The two songs will be featured on the band’s second full length album titled “Hearts Bleed Goodbye.” There will soon be a third single released with a music video planned for spring 2016.T yphoid Rosie has an upcoming show on January 28 at Grand Victory in Brooklyn and once the album is out, they plan on touring in the local New York City and Tri State Areas. Typhoid Rosie’s entertaining stage shows have gotten their music featured on NBC, MTV Canada, Comedy Chords, and Eat Sleep Breathe Music.

“Our band is getting ready to melt as many faces as we can,” Rosie said. “We’re going to keep growing and growing. Every day, more and more people find our music. We have this incredible album, and my goal is to reach as many people as I can with it, because already we are having such a tremendous reaction to it… I’m looking forward to doing even better shows with Typhoid Rosie.

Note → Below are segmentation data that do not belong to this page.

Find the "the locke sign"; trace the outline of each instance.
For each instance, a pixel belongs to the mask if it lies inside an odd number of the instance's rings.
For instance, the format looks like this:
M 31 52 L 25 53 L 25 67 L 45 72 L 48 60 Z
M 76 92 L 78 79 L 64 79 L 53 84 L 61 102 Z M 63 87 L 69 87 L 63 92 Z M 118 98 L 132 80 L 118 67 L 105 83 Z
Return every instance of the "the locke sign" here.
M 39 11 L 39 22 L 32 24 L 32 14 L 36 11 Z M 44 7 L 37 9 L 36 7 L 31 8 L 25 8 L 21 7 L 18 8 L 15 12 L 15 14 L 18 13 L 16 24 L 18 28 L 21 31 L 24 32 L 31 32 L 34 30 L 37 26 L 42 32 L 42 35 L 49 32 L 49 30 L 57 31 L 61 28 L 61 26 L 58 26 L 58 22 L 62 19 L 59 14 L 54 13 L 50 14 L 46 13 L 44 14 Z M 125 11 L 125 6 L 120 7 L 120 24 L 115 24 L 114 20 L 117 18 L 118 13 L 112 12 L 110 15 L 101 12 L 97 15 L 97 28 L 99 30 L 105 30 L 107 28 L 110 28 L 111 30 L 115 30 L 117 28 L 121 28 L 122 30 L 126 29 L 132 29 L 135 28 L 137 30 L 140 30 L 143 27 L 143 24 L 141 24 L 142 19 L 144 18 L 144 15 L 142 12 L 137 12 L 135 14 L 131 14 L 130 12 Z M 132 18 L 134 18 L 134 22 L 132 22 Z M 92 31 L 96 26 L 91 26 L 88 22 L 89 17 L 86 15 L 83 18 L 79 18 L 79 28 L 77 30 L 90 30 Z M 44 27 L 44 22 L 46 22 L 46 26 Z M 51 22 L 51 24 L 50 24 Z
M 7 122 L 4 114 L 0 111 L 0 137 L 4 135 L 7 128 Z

I want to drink delicious coffee with these guys on cobble stones streets, and rock Prague the way I had my mind blown the first time I saw Gogol Bordello.”

Typhoid Rosie is rolling on all cylinders as they are on the verge of releasing a new album with plans to tour. Throughout all the ups and downs Rosie has gone through, we here at ETV know that the best is yet to come from her and the group. Rosie leaves us with her thoughts on supporting indie music:

“It moves me every time someone is moved by our music,” Rosie said. “So if you love our music write to me, I do my best to respond to everyone. Our fans are so important to us. With this album coming out, I’ve invested a great piece of my soul. We’ve made it the very best that it can sound. We’ve spent a year writing, rehearsing and recording these songs just for you. I encourage you to stream our songs on Spotify and Soundcloud, but if you love any song, and not just ours, I encourage you to splurge the .99 cents and buy it. Could you imagine pouring your heart and soul, a year of your life and your hard earned money into making the best work of your life, and being paid .0000000007 cents in return? If you love music, and you love listening to music, support artists. You would pay $5 for a coffee that will be gone from your body in an hour, but a good song will last you an entire lifetime, and one dollar is not a lot for something you will enjoy for years to come. Support Indie music, because those are the people who are giving everything of themselves simply for the love of music more than anything else. And there is so much great music out there because of it!”